Poetry Bee Blog #7: John Donne

In this blog you will be learning some hard words to pronounce, but I think they are words that you can all understand. They include metaphysical and paradox. Metaphysical means abstract. Abstract things are not things that we can touch, taste, hear, smell or see. You will learn about the word paradox later in this blog.

In the last few Poetry Bee Blogs we have been talking about clergymen poets. The first poet that we discussed at length in this series was Isaac Watts. We learned some fascinating things about him, particularly the enormous influence that he has had on English psalmody and poetry in general. We was also learned that he was the author of one of the most commonly recognized Christmas hymns of all time, “Joy to the World.” Today we are going to talk about another clergyman poet in more detail, namely the 17th-century Anglican priest John Donne.

John Donne was a metaphysical poet. The term metaphysical when it is was first used to describe poets and their poetry was not a compliment because in poetry you want images to seem real, not abstract. Concrete images can create sensory impressions that carry with them a kind of emotion. When a poet compares love to concrete images like a rose, we immediately understand the comparison and appreciate it. Why compare love to a rose? Because a rose has a pleasant scent and looks beautiful. We can see the rose and smell it in our imagination, and it fills us with a sort of happy feeling. What if I compare, however, love to an eyeball. "An eyeball?" you say. Yes, that is the sort of thing that metaphysical poets did. Many readers, like the famous critic and dictionary writer Samuel Johnson, did not like this kind of comparison. They thought that such comparisons were weird, too "brainy" and did not convey any emotion.
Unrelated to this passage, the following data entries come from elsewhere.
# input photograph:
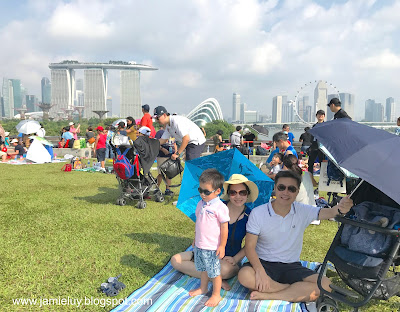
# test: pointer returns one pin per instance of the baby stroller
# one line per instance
(141, 185)
(364, 252)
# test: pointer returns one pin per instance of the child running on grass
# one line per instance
(212, 217)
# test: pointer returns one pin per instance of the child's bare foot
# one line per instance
(225, 285)
(196, 292)
(213, 301)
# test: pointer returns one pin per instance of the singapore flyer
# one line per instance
(311, 97)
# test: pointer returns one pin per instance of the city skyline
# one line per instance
(256, 48)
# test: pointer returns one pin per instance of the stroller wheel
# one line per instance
(159, 198)
(141, 205)
(327, 305)
(121, 201)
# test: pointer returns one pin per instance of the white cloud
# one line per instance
(206, 48)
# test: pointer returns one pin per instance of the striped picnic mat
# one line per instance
(169, 289)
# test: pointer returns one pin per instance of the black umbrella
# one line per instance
(370, 153)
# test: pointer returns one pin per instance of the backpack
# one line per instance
(334, 173)
(261, 151)
(122, 166)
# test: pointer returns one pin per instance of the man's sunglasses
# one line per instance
(206, 192)
(291, 188)
(241, 193)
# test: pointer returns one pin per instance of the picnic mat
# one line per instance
(169, 289)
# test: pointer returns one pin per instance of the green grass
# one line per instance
(62, 236)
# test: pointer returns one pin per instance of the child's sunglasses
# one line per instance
(241, 193)
(291, 188)
(206, 192)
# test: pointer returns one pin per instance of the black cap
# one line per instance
(160, 110)
(335, 101)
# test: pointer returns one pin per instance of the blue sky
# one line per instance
(206, 48)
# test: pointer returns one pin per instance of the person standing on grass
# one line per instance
(281, 141)
(99, 150)
(274, 241)
(183, 130)
(146, 120)
(314, 150)
(212, 217)
(286, 129)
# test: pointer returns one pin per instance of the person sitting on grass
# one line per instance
(274, 241)
(212, 217)
(238, 191)
(276, 165)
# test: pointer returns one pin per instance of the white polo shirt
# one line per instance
(180, 126)
(280, 239)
Metaphysical poems also have a lot of wordplay, paradoxes, and strange conceits (or extended metaphors). As you learned already, one of the greatest metaphysical poets of the period was John Donne, an Anglican priest who in the early part of life wrote love poetry. (Some of the most respected metaphysical poets also include George Herbert, Andrew Marvell, and Henry Vaughan, who are not as commonly known.) Donne's later poetry is deeply religious, such as his famous sonnet series La Carona, in which he explores the profound paradoxes of the incarnation, life, death, resurrection and ascension of Jesus Christ. Let us look at one of the poems in this series and talk about one of the traits of metaphysical poetry—paradox.

Some of you younger students may have never heard this word paradox before. Have you? A paradox is a statement that seems to contradict itself, and in doing so, sounds like nonsense. For example, if I said to you that the best students often are the worst students, that would sound odd, wouldn’t it? But though paradoxes seem like nonsense, they really are not. The paradox that I just mentioned can be explained. Some very good students become too proud of their achievements, and their character turns sour. They look down on other students who don’t do as well and so become very bad. Although this doesn’t happen to all students, it does happen. Do you understand the paradox now? Let us now look at the first lines of a famous sonnet in the sonnet series titled La Carona by John Donne.

Salvation to all that will is nigh;

That All, which always is all everywhere,

Which cannot sin, and yet all sins must bear,

Which cannot die, yet cannot choose but die,

Lo ! faithful Virgin, yields Himself to lie

In prison, in thy womb….

You can see that in the first lines the poem talks about Jesus as That All, who is everywhere at all times. That means that he is infinite God that cannot be contained in one place at one time. And yet, Jesus was in the womb of Mary. How can that be? The answer is that it is a paradox.

The poet draws our attention to two other paradoxes: 1) Jesus did not sin and yet has to pay for sin with his death. 2) Jesus could not die, but could not “choose but die.” (Jesus died on the cross for the sins of mankind, and yet he is God and so cannot die.) These paradoxes have an effect on the reader, which would take me too long to explain in detail in one poetry blog. I will, then, keep it short and just say that paradoxes encourage us to think about these very deep spiritual things, and that’s exactly what John Donne wanted his readers to do, and what I want you to do.